Mr. Alistair Carmichael (Orkney and Shetland) (LD): I am delighted to have the opportunity to make a brief contribution to what has been an excellent debate.
As it was for the hon. Member for Hackney, North and Stoke Newington (Ms Abbott), this was one of the most potent and divisive issues throughout my formative political years in the 1980s. I have been struck by the number of Members who have spoken of the issue as a matter of principle. When I resolved my position on the issue, I did so not on principle but on an entirely pragmatic basis. Given that the destructive potential of nuclear weapons is so horrific and enormous, I would have some difficulty in aligning myself with such a principle.
The arguments in the 1980s were threefold in their concerns: the concept of mutually assured destruction; the question of deterrence; and whether disarmament should be multilateral or unilateral. I always felt that that debate was fairly false. I never had much respect for the concept of mutually assured destruction. By the more swivel-eyed tendency to which we have heard reference today, that always seemed to be embraced as an opportunity rather than a threat. But in the context of the cold war, I was prepared to see some force in the theory of deterrence.
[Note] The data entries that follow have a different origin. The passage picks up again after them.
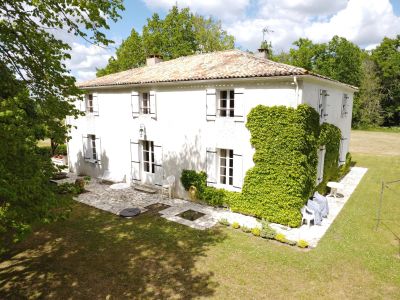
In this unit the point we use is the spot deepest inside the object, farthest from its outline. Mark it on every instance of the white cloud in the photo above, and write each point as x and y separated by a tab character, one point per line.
364	22
86	58
219	8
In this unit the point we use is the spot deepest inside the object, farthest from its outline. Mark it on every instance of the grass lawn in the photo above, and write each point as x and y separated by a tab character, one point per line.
95	255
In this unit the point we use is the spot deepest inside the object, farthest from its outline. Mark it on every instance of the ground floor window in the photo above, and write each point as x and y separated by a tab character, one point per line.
226	166
92	146
148	156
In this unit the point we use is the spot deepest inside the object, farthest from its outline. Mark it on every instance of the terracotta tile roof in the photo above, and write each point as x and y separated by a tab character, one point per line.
208	66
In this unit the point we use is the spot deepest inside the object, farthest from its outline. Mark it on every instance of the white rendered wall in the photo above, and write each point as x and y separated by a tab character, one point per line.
310	95
181	127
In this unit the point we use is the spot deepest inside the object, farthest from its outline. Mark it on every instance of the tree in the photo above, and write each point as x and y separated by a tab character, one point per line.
129	55
367	111
36	94
180	33
387	58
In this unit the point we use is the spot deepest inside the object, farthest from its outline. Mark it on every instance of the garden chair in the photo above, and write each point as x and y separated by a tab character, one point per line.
307	215
168	185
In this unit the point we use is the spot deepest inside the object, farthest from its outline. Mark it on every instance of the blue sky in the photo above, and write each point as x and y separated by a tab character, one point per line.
364	22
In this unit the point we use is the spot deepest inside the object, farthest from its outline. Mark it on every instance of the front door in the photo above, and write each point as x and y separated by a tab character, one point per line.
148	167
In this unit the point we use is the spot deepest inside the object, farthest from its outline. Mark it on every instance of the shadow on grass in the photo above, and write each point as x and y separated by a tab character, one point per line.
99	255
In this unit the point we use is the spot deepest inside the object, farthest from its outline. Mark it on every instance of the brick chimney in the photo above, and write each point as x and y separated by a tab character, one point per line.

We live in a very different world now, however. In the 1980s, during the cold war, I was eventually persuaded to accept acquisition. I did so as a multilateral disarmer: I believed that the only real purpose for which the possession of such weapons could be countenanced was to get rid of them. I think that some justification for that position was provided by the progress that we made in the late 1980s and the 1990s, but, as I have said, the world today is very different. The threats to world security no longer come from superpower blocs; they come from regional conflicts, from rogue states and from cellular terrorist organisations.
In recent years, the arguments in favour of possession of nuclear weapons have become progressively thinner. A number of Members have spoken today about the position of Iran. I think that one of the major motivations for Iran’s seeking to become a nuclear power—which, like everyone else, I deplore—is the fact that Israel is believed to be a nuclear power. That is the way it goes. I think it is the major flaw in the argument we have heard from the Conservatives today, the ultimate logic of which is that eventually every sovereign state will have the right, and indeed the obligation, to become a nuclear state.
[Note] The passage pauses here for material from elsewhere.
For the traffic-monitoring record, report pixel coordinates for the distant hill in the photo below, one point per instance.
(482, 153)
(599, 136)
What the Government are asking of us today is of a different order from what I have been prepared to live with in recent years. They are talking not about maintenance, but about renewal and extension. If we approach the argument on a pragmatic rather than a principled basis, that is where the tipping point shifts. Where will be our moral authority to attend the nuclear non-proliferation treaty talks in 2010 if we back the Government’s position today?